Dinghy index concept papers
System Niches
.
Explore a range of niches that computer systems fit into.
Niche/0: Dinosaurs
Mainframes, Minis.
Defined the era when computing was expensive.
Buy-in cost more than the average annual wage, with further ongoing costs,
and the installation dominates a room.
Niche/1: Real-time systems
Platforms that must work well.
Many have life-and-death stakes.
Key qualities
Device should never cease working correctly.
Common use of timing guarantees, which must be met.
Examples,
Computers driving manufacturing equipment
Drive systems in motor vehicles
Niche/2: Early home system
Console driven system with no network.
Typically: 8-bit word-size, 16-bit address size, small ROM kernel offering
a BASIC repl.
Modern take on this genre,
Maximite
Makerlisp
Niche/3: Racing dinghy
Responsive, single user systems.
Key qualities
Developer interacts with the system bedrock.
Sound and graphics
Small kernel with support for multitasking
Lightweight desktop, if any.
User is all-powerful
System ships with tools for interacting with the bedrock.
Historic systems tended to be weak on the last point.
Examples
Amiga.
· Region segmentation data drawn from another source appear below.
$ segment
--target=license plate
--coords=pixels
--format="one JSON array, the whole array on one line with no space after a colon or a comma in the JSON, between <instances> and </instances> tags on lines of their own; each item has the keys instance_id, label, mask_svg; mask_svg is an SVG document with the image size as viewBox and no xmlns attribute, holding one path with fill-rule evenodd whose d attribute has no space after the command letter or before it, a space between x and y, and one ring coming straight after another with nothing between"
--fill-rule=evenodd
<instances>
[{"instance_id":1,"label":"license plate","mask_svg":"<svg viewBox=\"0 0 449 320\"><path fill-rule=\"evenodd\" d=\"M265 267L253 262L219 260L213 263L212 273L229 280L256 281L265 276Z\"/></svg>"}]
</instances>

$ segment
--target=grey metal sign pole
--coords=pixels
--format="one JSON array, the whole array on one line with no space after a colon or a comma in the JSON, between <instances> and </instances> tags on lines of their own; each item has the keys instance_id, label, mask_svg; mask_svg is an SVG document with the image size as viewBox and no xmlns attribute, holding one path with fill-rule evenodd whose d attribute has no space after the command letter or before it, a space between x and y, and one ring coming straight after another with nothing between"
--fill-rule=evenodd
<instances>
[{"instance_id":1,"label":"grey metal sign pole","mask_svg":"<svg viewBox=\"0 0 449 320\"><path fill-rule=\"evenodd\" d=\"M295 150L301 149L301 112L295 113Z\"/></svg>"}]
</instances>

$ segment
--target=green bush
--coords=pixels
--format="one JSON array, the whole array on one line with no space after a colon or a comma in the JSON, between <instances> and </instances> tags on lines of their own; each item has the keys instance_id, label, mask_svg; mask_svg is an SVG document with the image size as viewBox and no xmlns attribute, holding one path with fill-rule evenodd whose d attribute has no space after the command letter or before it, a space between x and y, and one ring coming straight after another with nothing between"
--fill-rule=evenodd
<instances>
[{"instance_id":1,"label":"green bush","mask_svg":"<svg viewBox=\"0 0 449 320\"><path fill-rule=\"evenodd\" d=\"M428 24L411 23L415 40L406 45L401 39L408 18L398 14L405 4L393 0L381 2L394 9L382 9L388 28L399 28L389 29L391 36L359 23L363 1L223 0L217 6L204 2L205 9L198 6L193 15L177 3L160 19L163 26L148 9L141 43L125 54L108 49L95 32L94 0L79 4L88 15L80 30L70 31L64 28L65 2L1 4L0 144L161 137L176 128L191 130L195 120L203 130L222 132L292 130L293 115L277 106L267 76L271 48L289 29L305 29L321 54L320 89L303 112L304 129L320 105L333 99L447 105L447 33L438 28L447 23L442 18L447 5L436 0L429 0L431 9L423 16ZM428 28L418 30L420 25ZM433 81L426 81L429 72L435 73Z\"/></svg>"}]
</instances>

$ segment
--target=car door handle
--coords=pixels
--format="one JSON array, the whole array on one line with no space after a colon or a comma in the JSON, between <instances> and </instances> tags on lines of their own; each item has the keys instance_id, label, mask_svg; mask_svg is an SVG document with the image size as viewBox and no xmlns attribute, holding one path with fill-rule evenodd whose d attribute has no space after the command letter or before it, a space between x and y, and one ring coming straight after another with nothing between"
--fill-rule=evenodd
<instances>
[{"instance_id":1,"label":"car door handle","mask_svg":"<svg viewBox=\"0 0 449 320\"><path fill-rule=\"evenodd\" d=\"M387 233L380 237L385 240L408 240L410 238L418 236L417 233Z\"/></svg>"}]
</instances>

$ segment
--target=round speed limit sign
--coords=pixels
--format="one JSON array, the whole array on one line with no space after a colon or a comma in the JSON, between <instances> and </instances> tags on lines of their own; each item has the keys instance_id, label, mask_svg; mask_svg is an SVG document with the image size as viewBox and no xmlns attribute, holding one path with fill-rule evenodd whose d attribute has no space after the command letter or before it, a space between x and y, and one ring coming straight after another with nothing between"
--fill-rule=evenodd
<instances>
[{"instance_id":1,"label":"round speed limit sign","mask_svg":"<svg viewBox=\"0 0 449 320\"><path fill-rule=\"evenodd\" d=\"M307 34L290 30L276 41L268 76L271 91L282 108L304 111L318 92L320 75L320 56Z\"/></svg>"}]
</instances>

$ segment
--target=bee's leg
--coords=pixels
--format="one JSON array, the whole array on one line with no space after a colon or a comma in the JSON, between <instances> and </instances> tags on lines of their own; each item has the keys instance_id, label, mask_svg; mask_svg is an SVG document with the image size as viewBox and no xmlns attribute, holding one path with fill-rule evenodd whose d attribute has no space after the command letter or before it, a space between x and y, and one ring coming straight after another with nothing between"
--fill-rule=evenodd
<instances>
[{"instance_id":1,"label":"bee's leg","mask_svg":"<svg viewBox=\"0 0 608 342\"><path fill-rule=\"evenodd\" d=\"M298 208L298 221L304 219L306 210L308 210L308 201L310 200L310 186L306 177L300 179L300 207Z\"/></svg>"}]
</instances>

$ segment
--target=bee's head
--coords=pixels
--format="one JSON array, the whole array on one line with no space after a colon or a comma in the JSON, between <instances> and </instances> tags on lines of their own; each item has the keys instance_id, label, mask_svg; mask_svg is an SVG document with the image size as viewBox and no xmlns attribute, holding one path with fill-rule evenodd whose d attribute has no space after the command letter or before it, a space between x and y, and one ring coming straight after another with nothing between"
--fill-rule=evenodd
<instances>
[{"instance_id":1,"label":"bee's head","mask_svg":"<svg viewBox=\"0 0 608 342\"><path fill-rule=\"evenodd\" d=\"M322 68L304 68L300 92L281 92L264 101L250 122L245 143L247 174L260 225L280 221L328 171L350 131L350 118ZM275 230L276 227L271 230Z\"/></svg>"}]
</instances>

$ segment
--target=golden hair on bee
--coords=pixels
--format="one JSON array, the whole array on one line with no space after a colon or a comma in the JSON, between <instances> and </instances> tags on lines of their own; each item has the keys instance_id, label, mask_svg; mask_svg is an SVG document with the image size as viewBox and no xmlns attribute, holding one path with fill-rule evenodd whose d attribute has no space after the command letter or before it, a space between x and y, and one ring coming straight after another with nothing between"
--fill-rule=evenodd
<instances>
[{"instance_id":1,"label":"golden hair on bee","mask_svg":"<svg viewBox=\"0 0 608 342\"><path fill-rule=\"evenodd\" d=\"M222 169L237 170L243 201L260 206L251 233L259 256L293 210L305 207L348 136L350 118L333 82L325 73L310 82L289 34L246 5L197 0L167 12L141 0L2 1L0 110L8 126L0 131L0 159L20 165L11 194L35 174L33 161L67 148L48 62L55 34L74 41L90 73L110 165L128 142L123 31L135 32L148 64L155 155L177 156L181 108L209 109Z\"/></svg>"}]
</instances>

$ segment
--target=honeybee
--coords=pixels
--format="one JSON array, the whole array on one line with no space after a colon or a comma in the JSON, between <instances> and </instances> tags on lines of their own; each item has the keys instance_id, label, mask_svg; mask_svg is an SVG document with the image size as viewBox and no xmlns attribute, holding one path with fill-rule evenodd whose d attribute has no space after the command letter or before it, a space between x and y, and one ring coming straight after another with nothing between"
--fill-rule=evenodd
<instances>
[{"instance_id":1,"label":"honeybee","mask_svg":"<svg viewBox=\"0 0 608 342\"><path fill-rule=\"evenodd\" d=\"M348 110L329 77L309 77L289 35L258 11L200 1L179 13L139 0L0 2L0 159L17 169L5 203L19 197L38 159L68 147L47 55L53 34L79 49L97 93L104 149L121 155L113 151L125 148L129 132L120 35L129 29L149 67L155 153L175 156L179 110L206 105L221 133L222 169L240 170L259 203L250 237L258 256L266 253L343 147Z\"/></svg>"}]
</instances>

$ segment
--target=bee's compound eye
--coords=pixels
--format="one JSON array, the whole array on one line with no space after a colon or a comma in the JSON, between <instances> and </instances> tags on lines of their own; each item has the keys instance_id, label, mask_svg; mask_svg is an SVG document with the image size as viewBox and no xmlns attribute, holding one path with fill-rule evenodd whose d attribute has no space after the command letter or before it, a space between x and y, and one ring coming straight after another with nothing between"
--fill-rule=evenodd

Well-architected platform. Bundled dev tools were weak, but
sufficient for a skilled user to bootstrap. Strong third-party tools
available.
Atari ST. Well-architected platform. Did it ship with dev tools?
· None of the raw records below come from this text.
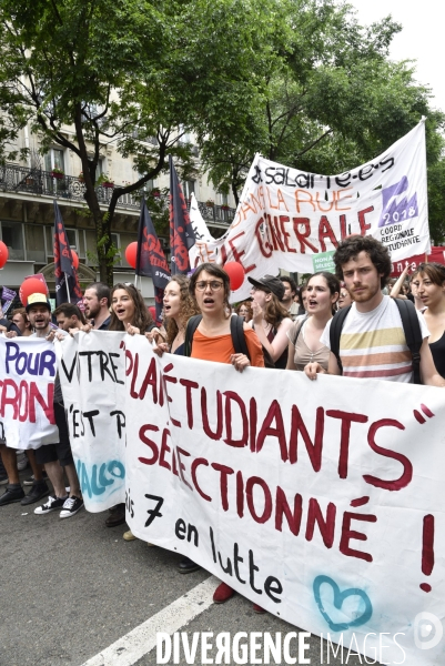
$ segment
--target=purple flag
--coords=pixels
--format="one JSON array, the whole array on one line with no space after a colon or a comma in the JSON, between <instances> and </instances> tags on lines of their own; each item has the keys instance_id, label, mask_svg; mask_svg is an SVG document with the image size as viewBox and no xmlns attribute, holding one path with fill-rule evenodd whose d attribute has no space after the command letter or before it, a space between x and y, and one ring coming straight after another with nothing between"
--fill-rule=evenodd
<instances>
[{"instance_id":1,"label":"purple flag","mask_svg":"<svg viewBox=\"0 0 445 666\"><path fill-rule=\"evenodd\" d=\"M171 271L172 275L176 273L186 274L190 271L189 250L194 245L195 238L184 194L171 155L169 155L169 164Z\"/></svg>"}]
</instances>

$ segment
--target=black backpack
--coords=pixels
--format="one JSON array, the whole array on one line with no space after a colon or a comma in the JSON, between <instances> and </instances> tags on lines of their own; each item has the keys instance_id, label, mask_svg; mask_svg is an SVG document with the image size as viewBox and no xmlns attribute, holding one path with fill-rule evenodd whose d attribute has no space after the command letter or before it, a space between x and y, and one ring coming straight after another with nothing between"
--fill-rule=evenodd
<instances>
[{"instance_id":1,"label":"black backpack","mask_svg":"<svg viewBox=\"0 0 445 666\"><path fill-rule=\"evenodd\" d=\"M414 384L422 384L421 381L421 346L423 344L421 324L416 309L413 303L404 299L394 299L395 304L398 307L398 312L402 319L403 332L405 334L406 345L413 356L413 381ZM330 342L331 352L335 354L337 360L340 373L343 374L343 365L340 359L340 336L342 335L342 329L347 313L351 310L351 305L343 307L335 313L330 329Z\"/></svg>"},{"instance_id":2,"label":"black backpack","mask_svg":"<svg viewBox=\"0 0 445 666\"><path fill-rule=\"evenodd\" d=\"M202 314L195 314L191 316L186 323L185 329L185 340L184 340L184 356L190 356L192 353L192 343L193 335L200 325L202 320ZM245 354L251 360L251 355L249 353L247 344L244 337L244 320L242 316L234 314L230 317L230 334L232 335L233 349L235 350L235 354ZM263 347L264 355L264 366L265 367L275 367L274 362L271 359L267 350Z\"/></svg>"}]
</instances>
Strong third party tools available.
Other systems that fall short,
Apple IIGS. Bundled dev tools were weak, but sufficient for a skilled
user to bootstrap. Better after market tools were available. Limited
by legacy constraints of being an Apple II system. Strong audio.
MacOS Classic. System came with no dev tools. Original arch was 68k,
similar to Amiga/Atari. After System 7, you could install python to
break out of the sandbox and do as you liked. Tutorial for creating a
dev env in emulation, http://beyondloom.com/blog/thinkc.html
VGA PC era. DOS, OS/2, Win95 and Win98 shipped with a quirky machine
code monitor. Even by the birth of the 386, the PC platform was awash
with legacy complications (e.g. a20, gdt, 640k barrier), increasing
the barrier to entry. Batch and REXX could be used for scripting.
Strong third-party tools available, some at low cost (Turbo Pascal).
Sound blaster became a defacto standard late in this platform's life.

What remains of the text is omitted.